The set I took took Kevin contained both front and rear bars. Check it out before we make any decisions.
"I slept with faith and found a corpse in my arms on wakening; I drank and danced all night with doubt and found her a virgin in the morning."

BryanH

#8
Big sway bars can make the car twitchier at the limit, and less compliant over curbs.  Generally speaking the bigger the rear sway bar the greater the need for LSD.  With an open diff, the big rear bar will pull up the inside rear tire and give us wheelspin.  This is why on my "stock" MK2 NA I run a 15/16" solid front sway bar and the stock rear bar.  I need that just to get the power down, even with the meager 5SFE.  This tends to create understeer in theory, but in part the stiff front bar reduces body roll which in turn reduces camber loss under load, improving my front contact patch.  Also, the rear tires are toed-out a bit to get it to rotate off the throttle.  Probably not a great idea for higher speeds at the track though.

In my experience the stock '87 MR2 sway bar setup is pretty balanced. I went to big bars (ST front, H&T rear which I think was 19mm) for a while and didn't like it, so I went back to the stock front bar and no rear bar.  There was an increase in body roll but the car was much easier to drive at the limit.

'Course, if we run stock springs, some stiffer sway bars are definitely in order to keep body roll in check.

We should add negative camber to the car as well, up front especially as the camber curve is terrible there.  Stock you can get just about -1.0 degrees which isn't enough.  -2.5 or so would be better.  The best way to "hide" this is with crash bolts - much less obvious than camber plates in the strut towers (but also less optimal).

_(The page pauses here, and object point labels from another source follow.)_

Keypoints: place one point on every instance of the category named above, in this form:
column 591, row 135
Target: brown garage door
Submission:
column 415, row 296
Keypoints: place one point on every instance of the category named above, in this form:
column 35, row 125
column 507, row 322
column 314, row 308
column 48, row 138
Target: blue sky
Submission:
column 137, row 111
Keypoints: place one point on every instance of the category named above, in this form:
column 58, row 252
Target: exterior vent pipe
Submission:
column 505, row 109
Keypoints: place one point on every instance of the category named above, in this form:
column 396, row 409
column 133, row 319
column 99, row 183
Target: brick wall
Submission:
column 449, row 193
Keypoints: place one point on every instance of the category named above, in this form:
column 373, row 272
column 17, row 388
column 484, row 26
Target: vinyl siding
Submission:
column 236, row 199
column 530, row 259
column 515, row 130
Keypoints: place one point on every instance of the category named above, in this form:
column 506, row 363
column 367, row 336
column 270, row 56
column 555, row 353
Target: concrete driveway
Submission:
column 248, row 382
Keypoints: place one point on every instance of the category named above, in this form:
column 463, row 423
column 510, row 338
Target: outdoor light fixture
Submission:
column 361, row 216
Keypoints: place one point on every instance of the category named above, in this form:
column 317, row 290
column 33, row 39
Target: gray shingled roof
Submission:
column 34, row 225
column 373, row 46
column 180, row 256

Perhaps for our LeMons MR2 we could run the ST front bar and a stock 85-86 rear bar (or two?). 

BigMike

Quote from: BryanH on April 25, 2010, 11:26:10 PM
Generally speaking the bigger the rear sway bar the greater the need for LSD.  With an open diff, the big rear bar will pull up the inside rear tire and give us wheelspin.

Good point. I was thinking along the lines of oversteer. Big rear sway bar would give more oversteer as would a LSD (under throttle). Your point with the inside wheelspin is definitely a larger factor than the any additional oversteer.

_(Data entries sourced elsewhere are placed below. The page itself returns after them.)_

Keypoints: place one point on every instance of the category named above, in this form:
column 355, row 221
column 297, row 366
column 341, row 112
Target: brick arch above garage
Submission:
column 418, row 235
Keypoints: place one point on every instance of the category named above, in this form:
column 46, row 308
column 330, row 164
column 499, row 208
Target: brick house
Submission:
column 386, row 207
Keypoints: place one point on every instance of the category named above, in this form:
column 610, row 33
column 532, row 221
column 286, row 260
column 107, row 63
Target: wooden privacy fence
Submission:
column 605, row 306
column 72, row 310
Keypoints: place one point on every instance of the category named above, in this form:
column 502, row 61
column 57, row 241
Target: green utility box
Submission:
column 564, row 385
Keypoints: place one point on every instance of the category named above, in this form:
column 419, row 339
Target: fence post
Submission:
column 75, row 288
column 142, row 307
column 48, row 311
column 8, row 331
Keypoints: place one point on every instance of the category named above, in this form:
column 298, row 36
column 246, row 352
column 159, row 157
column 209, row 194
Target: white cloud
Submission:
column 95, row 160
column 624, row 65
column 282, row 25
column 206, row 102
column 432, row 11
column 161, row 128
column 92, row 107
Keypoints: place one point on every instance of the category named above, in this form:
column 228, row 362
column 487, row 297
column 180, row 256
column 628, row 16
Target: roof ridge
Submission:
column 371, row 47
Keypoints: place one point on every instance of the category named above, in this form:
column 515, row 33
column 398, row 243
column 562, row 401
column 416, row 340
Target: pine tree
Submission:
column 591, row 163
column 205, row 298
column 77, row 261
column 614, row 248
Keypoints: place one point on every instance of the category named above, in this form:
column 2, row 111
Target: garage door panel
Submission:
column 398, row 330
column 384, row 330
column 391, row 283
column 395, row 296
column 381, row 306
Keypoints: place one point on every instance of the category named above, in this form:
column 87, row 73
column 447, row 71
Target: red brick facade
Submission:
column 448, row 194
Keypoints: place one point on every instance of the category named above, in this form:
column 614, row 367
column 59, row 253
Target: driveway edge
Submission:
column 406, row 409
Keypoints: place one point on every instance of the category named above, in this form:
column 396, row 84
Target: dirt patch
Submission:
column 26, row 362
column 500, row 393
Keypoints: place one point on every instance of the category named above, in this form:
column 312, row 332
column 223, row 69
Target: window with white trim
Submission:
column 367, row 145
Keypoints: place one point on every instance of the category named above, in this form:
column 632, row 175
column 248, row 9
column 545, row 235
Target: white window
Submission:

Quote from: BryanH on April 25, 2010, 11:26:10 PM'Course, if we run stock springs, some stiffer sway bars are definitely in order to keep body roll in check.

For this reason I say we run the stock rear bar and a ST front bar.

Quote from: BryanH on April 25, 2010, 11:26:10 PMThe best way to "hide" this is with crash bolts - much less obvious than camber plates in the strut towers (but also less optimal).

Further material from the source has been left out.